Usia berpengaruh terhadap masa reproduksi, artinya selama masih mengalami haid yang teratur kemungkinan ia masih bisa hamil. Kejadian infertilitas berbanding lurus dengan pertambahan usia perempuan. Perempuan dengan rentang 19-26 tahun memiliki kemungkinan untuk hamil dua kali lebih besar daripada perempuan dengan rentang usia antara 35-39 tahun (Hestiantoro, 2008).

Penelitian menunjukkan hanya sepertiga pria berumur diatas 40 tahun yang mampu menghamili istrinya dalam waktu 6 bulan dibanding dengan pria yang berumur dibawah 25 tahun. Selain itu, usia yang semakin tua juga mempengaruhi kualitas sel sperma (Kasdu, 2001)

2. Berat Badan

Jika seseorang memiliki berat badan yang berlebih (over weight) atau mengalami kegemukan (obesitas), atau yang memiliki lemak tubuh 10-15% diatas lemak tubuh normal, maka perempuan tersebut akan menderita gangguan pertumbuhan folikel di ovarium yang terkait dengan sebuah sindrom ovarium poli kistik. Di samping berat badan yang berlebih maka berat badan yang rendah juga dapat mengganggu fungsi fertilitas seorang perempuan. Zat gizi yang cukup seperti karbohidrat, lemak dan protein sangat diperlukan untuk

pembentukan hormon reproduksi, sehingga pada perempuan kurus akibat asupan gizi yang sangat kurang akan mengalami defesiensi hormon reproduksi yang berakibat terhadap peningkatan kejadian infertilitas pada perempuan tersebut (Kasdu, 2001).

3. Gaya Hidup

Gaya hidup yang dimaksud adalah pola makan dan kebiasaan sehari-hari. Merokok dapat menjadi salah satu penyebab infertilitas. Di samping itu penyalahgunaan obat narkotika juga dapat menurunkan produksi hormon reproduksi. Alkohol telah pula terbukti menjadi penyebab gagalnya preses implantasi (Kasdu, 2001).

4. Lingkungan

Beberapa zat polutan seperti saat ini dicurigai memiliki kaitan yang erat dengan tingginya kejadian infertilitas akibat endometriosis terutama bagi perempuan yang tinggal di daerah perkotaan (Kasdu, 2001).

2.1.1.4. Faktor Penyebab Infertilitas dari Segi Psikologis

Kesuburan wanita secara mutlak dipengaruhi oleh proses-proses fisiologis dan anatomis, di mana proses fisiologis tersebut berasal dari sekresi internal yang mempengaruhi kesuburan.

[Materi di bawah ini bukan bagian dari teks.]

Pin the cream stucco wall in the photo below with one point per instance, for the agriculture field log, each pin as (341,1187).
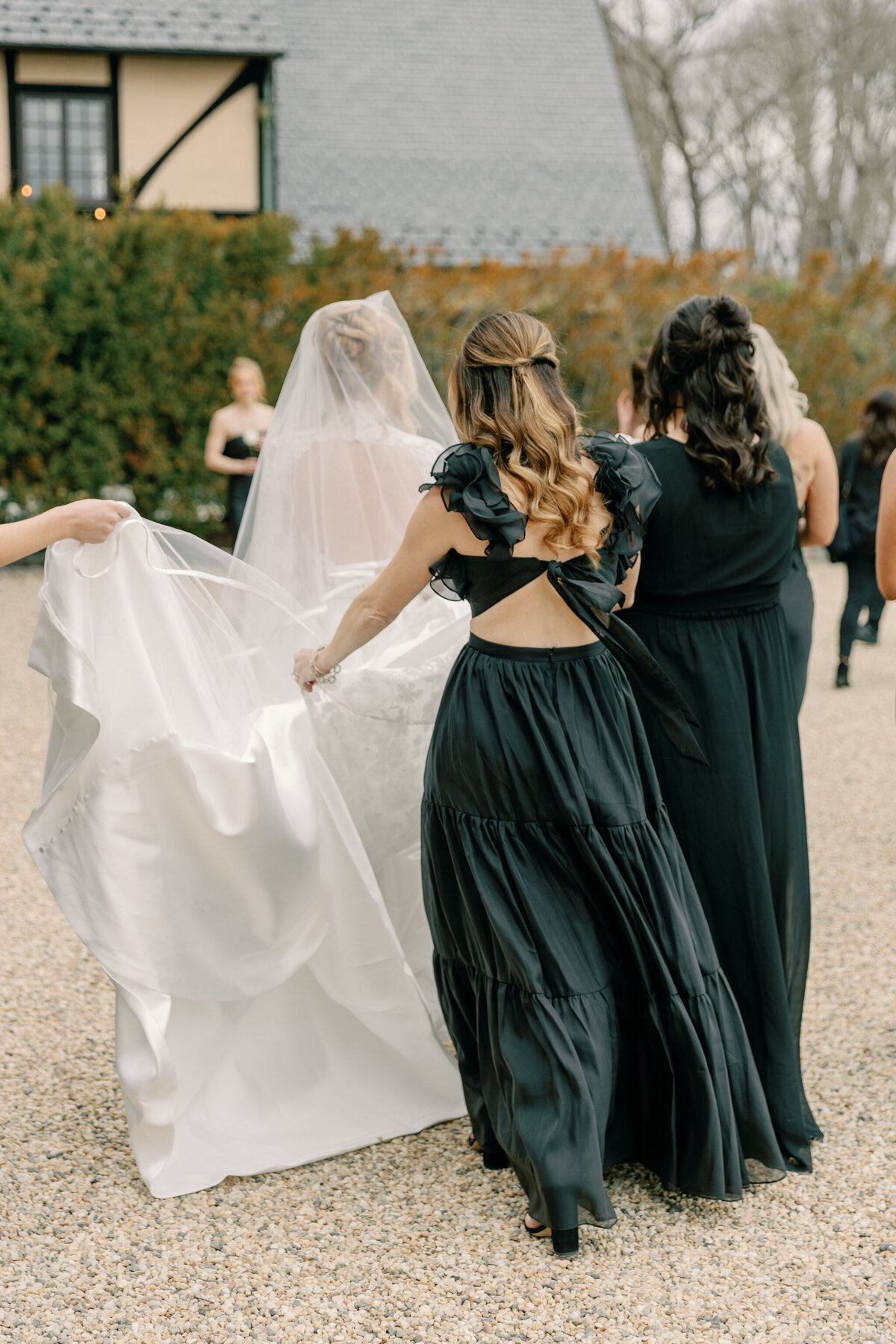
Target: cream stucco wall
(217,167)
(62,67)
(159,97)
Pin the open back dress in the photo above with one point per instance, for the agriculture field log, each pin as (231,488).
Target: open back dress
(574,962)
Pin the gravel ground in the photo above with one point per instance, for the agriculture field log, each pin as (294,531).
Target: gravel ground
(413,1239)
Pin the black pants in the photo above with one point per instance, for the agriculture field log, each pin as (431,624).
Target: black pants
(862,591)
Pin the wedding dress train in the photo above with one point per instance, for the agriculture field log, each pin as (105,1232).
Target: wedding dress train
(242,860)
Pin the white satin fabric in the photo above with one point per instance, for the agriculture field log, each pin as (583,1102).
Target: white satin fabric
(356,430)
(220,859)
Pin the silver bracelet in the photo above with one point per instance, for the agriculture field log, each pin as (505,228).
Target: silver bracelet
(316,671)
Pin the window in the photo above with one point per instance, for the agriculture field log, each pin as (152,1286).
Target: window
(65,137)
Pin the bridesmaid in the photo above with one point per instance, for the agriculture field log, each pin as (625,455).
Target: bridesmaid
(573,960)
(718,549)
(815,467)
(235,436)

Dalam hal ini kesuburan wanita itu merupakan satu unit psikosomatis yang selalu dipengaruhi oleh bermacam-macam faktor psikis dan faktor organis atau fisis. Kesulitan-kesulitan psikologis ini berkaitan dengan koitus dan kehamilan, yang biasanya mengakibatkan ketidakmampuan wanita menjadi hamil. Pengalaman-pengalaman membuktikan, bahwa unsur ketakutan serta kecemasan

berkaitan dengan fungsi reproduksi yang menimbulkan dampak yang merintangi tercapainya orgasme pada koitus. Pada umumnya dinyatakan bahwa sebab yang paling banyak dari kemandulan adalah ketakutan-ketakutan yang tidak disadari atau yang ada dibawah sadar, yang infantile atau kekanak-kanakan sifatnya.

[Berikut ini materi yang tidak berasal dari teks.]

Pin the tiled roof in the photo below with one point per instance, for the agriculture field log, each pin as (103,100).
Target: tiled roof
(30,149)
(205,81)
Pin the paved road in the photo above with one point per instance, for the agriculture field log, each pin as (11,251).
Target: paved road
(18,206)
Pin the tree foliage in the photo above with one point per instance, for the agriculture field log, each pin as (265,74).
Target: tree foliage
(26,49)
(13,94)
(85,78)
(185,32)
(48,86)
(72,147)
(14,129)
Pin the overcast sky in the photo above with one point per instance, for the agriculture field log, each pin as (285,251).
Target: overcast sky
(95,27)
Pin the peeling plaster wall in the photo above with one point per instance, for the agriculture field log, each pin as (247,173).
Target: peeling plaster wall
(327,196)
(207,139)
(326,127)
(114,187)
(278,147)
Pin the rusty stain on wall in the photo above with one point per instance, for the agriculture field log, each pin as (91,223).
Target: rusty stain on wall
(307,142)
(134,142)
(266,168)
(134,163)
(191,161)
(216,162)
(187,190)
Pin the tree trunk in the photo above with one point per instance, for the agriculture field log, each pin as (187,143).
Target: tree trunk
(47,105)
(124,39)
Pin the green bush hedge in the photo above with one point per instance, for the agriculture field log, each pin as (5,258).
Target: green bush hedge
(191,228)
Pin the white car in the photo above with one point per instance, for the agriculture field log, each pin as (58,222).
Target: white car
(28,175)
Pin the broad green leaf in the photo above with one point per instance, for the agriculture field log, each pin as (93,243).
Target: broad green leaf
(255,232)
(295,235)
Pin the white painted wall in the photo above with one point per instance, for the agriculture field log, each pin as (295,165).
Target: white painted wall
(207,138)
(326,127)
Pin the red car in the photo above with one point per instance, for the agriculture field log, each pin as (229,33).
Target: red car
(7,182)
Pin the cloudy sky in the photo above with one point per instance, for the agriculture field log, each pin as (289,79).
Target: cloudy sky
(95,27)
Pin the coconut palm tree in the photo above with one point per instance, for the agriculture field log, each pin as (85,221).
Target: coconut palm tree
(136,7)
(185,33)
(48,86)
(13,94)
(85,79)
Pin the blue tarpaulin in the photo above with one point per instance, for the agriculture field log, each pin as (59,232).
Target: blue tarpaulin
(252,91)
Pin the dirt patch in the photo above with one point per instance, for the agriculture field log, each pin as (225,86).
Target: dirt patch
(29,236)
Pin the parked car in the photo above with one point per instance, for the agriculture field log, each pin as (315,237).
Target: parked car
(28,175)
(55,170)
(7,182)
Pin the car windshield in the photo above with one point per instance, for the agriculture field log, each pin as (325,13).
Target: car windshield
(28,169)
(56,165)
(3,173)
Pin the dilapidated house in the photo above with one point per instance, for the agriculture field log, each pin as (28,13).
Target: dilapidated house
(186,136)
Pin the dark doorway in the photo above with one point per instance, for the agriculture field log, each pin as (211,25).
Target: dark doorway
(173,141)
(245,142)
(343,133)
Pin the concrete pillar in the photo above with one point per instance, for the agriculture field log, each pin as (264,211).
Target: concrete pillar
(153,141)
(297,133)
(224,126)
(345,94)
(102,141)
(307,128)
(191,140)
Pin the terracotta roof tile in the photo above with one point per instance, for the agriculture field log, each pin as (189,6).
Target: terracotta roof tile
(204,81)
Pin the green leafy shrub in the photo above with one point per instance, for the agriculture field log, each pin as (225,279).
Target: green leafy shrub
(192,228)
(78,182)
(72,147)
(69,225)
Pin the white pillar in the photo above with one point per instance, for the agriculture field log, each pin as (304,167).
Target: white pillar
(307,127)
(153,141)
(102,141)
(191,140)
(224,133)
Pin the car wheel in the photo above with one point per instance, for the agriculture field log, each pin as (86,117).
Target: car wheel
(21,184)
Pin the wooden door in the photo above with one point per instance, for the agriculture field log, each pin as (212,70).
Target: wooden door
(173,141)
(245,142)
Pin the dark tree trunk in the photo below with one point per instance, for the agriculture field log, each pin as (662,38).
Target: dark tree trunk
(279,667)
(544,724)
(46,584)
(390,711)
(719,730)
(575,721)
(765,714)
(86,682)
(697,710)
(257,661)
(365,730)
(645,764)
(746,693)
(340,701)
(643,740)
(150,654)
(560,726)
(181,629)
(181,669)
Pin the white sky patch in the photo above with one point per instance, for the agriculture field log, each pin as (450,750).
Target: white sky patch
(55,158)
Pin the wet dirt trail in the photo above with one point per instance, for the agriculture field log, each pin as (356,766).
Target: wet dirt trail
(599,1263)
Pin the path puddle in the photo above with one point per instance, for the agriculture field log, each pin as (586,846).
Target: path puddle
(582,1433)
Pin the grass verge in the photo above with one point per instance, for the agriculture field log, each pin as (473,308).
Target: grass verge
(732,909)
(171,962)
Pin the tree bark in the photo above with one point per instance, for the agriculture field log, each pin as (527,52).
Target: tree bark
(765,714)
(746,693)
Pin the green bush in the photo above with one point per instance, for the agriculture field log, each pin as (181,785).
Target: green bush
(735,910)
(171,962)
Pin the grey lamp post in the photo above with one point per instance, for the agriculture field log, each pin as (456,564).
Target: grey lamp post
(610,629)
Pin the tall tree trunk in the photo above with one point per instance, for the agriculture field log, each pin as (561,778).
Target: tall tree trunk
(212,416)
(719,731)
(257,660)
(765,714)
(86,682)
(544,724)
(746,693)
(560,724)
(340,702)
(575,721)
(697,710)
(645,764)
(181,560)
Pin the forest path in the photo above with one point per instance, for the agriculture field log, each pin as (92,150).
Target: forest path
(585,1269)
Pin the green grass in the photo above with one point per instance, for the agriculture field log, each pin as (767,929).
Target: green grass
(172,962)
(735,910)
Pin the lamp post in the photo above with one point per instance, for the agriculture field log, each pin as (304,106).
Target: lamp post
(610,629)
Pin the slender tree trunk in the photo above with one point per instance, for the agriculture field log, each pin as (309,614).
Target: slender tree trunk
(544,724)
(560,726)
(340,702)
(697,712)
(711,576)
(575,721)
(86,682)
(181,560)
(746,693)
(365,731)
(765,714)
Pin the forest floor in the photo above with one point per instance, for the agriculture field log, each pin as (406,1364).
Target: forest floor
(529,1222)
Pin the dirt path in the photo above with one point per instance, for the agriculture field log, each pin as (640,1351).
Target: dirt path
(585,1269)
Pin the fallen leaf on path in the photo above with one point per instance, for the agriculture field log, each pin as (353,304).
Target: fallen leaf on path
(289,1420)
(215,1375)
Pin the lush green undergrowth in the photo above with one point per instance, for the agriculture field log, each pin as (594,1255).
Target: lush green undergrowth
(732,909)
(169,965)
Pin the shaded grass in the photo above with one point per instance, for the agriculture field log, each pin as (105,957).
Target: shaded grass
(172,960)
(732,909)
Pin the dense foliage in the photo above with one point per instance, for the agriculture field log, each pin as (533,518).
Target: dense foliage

Penelitian kedokteran juga menemukan bahwa peningkatan kadar prolaktin dan kadar Lutheinizing Hormon (LH) berhubungan erat dengan masalah psikis. Kecemasan dan ketegangan cenderung mengacaukan kadar LH, serta kesedihan dan murung cenderung meningkatkan prolaktin. Kadar prolaktin yang tinggi dapat mengganggu pengeluaran LH dan menekan hormon gonadotropin yang mempengaruhi terjadinya ovulasi (Kasdu, 2001).

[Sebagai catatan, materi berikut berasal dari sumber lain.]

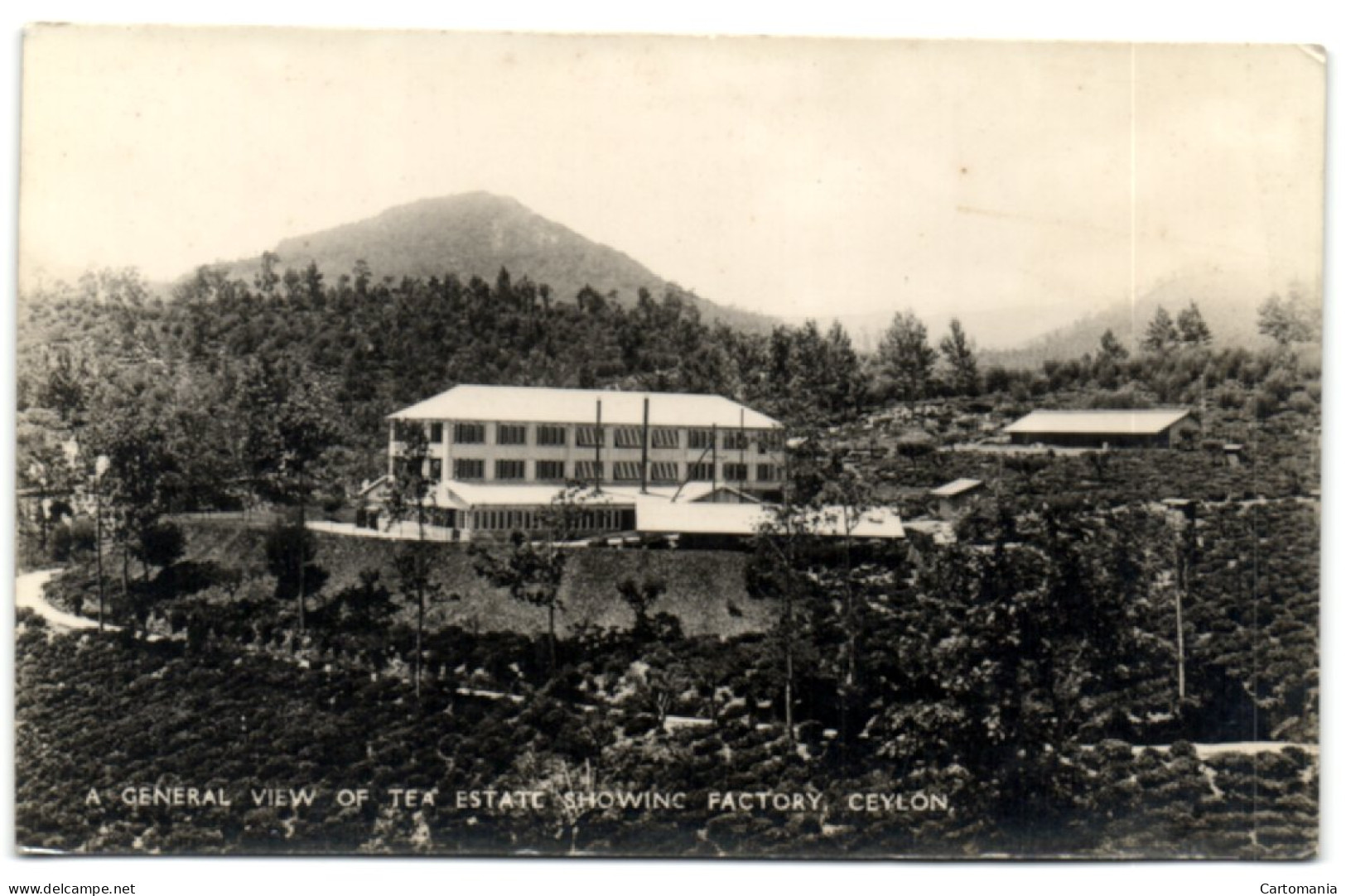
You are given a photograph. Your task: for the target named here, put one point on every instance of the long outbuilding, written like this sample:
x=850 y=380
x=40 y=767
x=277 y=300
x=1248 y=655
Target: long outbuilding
x=1126 y=428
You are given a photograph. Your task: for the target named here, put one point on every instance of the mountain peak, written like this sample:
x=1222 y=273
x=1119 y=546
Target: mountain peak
x=474 y=234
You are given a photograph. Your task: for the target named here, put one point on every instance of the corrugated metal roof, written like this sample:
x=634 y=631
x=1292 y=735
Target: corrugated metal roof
x=465 y=495
x=1102 y=422
x=746 y=519
x=529 y=404
x=956 y=487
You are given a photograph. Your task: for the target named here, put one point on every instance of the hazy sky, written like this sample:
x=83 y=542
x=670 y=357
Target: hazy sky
x=1007 y=183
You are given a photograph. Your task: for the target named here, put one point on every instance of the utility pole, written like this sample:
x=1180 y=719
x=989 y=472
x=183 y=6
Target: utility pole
x=645 y=448
x=598 y=450
x=100 y=465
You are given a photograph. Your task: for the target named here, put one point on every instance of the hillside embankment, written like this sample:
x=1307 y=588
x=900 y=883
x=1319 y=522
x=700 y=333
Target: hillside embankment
x=704 y=588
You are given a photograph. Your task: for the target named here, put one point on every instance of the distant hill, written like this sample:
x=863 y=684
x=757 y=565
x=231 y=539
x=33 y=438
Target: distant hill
x=1228 y=303
x=477 y=234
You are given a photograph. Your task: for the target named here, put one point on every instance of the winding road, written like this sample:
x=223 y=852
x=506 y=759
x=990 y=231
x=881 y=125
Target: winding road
x=27 y=594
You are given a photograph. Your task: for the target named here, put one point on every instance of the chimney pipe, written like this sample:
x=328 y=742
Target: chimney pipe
x=598 y=450
x=715 y=456
x=645 y=448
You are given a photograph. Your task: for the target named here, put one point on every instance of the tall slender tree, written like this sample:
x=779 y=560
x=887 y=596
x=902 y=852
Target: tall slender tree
x=906 y=359
x=960 y=354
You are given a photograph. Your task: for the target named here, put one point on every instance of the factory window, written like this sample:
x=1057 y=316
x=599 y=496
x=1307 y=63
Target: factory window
x=736 y=439
x=663 y=437
x=663 y=471
x=551 y=470
x=469 y=433
x=510 y=435
x=551 y=435
x=469 y=469
x=588 y=436
x=509 y=469
x=588 y=470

Perasaan tertekan atau tegang yang dialami wanita berpengaruh terhadap fungsi hipotalamus yang merupakan kelenjar otak yang mengirimkan sejumlah sinyal untuk mengeluarkan hormon stres keseluruh tubuh. Hormon stress yang terlalu banyak keluar dan lama akan mengakibatkan rangsangan yang berlebihan pada jantung dan melemahkan sistem kekebalan tubuh. Kelebihan hormon stres juga dapat mengganggu keseimbangan hormon, sistem reproduksi ataupun kesuburan. Pernyataan ini seperti dikemukakan oleh Mark Saver pada penelitiannya tahun 1995, mengenai Psychomatic Medicine yang menjelaskan bahwa wanita dengan riwayat tekanan jiwa kecil kemungkinan untuk hamil dibandingkan dengan wanita yang tidak mengalaminya. Hal ini terjadi karena wanita tersebut mengalami ketidakseimbangan hormon (hormon estrogen). Kelebihan hormon estrogen akan memberikan sinyal kepada hormon progesteron untuk tidak berproduksi lagi karena kebutuhannya sudah

mencukupi. Akibatnya akan terjadi kekurangan hormon progesteron yang berpengaruh terhadap proses terjadinya ovulasi (Kasdu, 2001).